Annie had bigger fish to fry, so she’d wait right up until the last minute to escape the storm. She’d secured a meeting with the Chief Financial Officer for four o’clock. He was a difficult man to pin down, and when you did achieve that success, one had to make the best of it. Annie had been working on a side project with her cube-neighbor, Freddie Hanson, since early July. The project had all but fallen apart after some early hurdles in their data collection (mostly due to some technical issues at one of the associate firms on the west coast), but Annie adeptly figured out a way to right the ship and keep the project in motion.

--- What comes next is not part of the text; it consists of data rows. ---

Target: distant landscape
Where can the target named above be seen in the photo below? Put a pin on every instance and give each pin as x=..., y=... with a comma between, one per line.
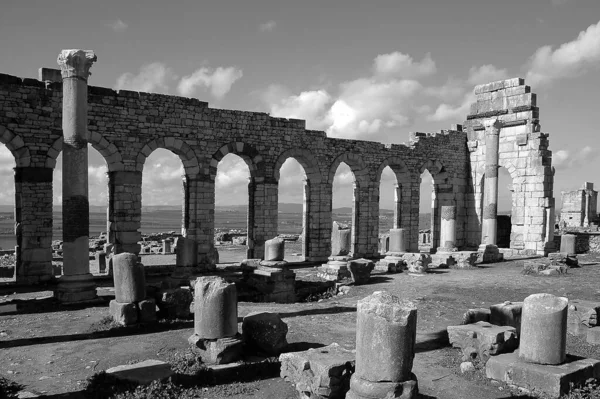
x=159, y=218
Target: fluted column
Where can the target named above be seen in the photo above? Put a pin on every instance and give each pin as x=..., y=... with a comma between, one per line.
x=76, y=284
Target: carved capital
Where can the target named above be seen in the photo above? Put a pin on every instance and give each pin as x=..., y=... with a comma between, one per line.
x=492, y=125
x=76, y=63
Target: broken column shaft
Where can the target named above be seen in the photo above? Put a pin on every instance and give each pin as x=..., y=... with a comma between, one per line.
x=76, y=284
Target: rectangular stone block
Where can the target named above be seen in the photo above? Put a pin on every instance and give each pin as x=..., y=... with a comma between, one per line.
x=549, y=379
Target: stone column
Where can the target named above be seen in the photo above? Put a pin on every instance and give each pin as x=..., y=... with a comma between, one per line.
x=386, y=329
x=448, y=229
x=544, y=329
x=76, y=284
x=216, y=338
x=490, y=194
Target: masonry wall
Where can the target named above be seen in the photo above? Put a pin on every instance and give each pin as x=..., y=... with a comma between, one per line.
x=126, y=127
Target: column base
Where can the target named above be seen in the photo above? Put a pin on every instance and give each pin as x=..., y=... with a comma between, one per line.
x=76, y=288
x=364, y=389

Garrett, the CFO since the Reagan administration, was willing to hear her out, to observe her findings and act if necessary. Annie was secretly certain that this would be the notch she needed, to propel herself to a new position. If she could show old Garrett Johnson the very “creative” and perfectly legal accounting she’d contrived, it might just be her ticket to ride. It was all based on a legal loophole that the tricky brains at the IRS had failed to close. It was clearly stated and well documented, completely on the up-and-up, and if it was as solid as she believed it to be, it could save the company a hundred thousand dollars in the first year alone, with even larger windfalls in later years.
Two o’clock came, and she stared out the window, chatting briefly with Tony about how she needed to get some better snow tires over the weekend. They observed the grim parking lot, growing anxious with every flake that descended. There were only a handful of cars remaining. One of them belonged to Garrett, so her meeting wasn’t canceled just yet. She emailed him, asking for an earlier audience due the inclement weather, but he hadn’t responded.
Three o’clock came and Annie was pretty sure she wasn’t going to make it home without a lift from somebody. Tony offered to stay behind in case she needed him, but she was averse to that scenario, as she was aware of the way he looked at her when she passed by. He was most certainly an “ass man,” tried and true. Something in that was flattering.
Winnie was still in the office. Her station wagon parked right next to Annie’s car. Good old Winnie was always good for a favor. That is, if Winnie’s car was any better at traversing the snow. She’d been bragging about her new snow tires recently, something that Annie took note of. Always take note of any and all options, her father used to say.